# UFC 114 Rampage Vs. Rashad Tonight



## TX4PLAY (Jan 18, 2009)

Who do you like? I really want to see Rampage KO Rashad, if they stay up it can happen but Rashad is a technical fighter and if it goes to the ground I think he gets the edge.


----------



## meangreen360 (May 3, 2009)

I want rampage to whoop rashad's azz. Then again its gonna come down to one punch and who can land it.


----------



## walker (Apr 5, 2009)

well i hope rampage knocks evans head off of his shoulders.. it all depends which rampage shows up....


----------



## 650Brute (Dec 18, 2008)

I can't stand Evans, but Props. He's a good fighter.... Time for him to get a beat down, I hope tonight is the night.


----------



## meangreen360 (May 3, 2009)

Tonight was not the night. Gotta take my hat off to rashad.


----------



## TX4PLAY (Jan 18, 2009)

10-4. He brought his A game but I thought Rampage had him TKO'd in the third and still can't believe he survived.


----------



## 650Brute (Dec 18, 2008)

Details, I didnt get ta watch it...


----------



## kawa650 (Dec 19, 2008)

^^ X2
So Rashad won, if so I kinda figured he would. Rampage is more of a power fighter that will come out and knock your head off in the first round vs Rashad whos more technical that will wear you down to where he wants you then make you tap or KO you. I like them both, bet it was a good match, both great fighters, wish I could seen it.


----------



## meangreen360 (May 3, 2009)

Was not an exciting fight. Little stand up here and there. Glad I didnt pay for it at my house.

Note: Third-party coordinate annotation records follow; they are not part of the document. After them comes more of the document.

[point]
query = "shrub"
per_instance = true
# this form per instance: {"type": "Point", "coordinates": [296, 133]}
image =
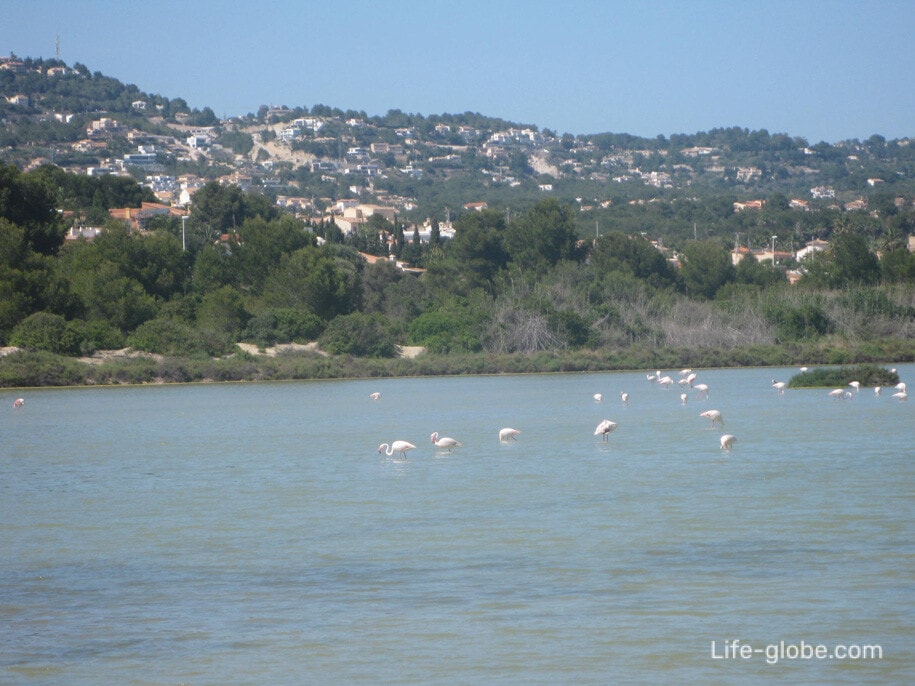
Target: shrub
{"type": "Point", "coordinates": [284, 325]}
{"type": "Point", "coordinates": [167, 337]}
{"type": "Point", "coordinates": [360, 335]}
{"type": "Point", "coordinates": [98, 335]}
{"type": "Point", "coordinates": [446, 331]}
{"type": "Point", "coordinates": [49, 332]}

If that tells you any thing


----------



## seth5208 (Mar 20, 2010)

pretty much all rashad did was get in close push rampage up against the cage try to take him down rashad did land a pretty good right in the first round but rashad didn't live up to what he said he said he'd beat rampage in his own game so he pu$$ed out and didnt try to go toe to toe with him like he said which was smart on his part cuz he woulda gotten whooped that way but the second round was pretty much the same as the first rashad got a take down and pretty much controlled the round but didn't do much of anything then in the third rampage got a nich left in and put rashad on his back then hit him with about 5 hits and at what point it should of been called cuz he was not defending himself but it didn't so then the grappled on the ground a little bit got back up and rashad was still rocked pretty bad but rampage didn't capitalize on it and let rashad get his head back on so rampage was not nearly aggressive enough like he said he was gonna be if he would of been he probably would of gotten his hand raised instead


----------



## walker (Apr 5, 2009)

well they talked a better fight than they put on...


----------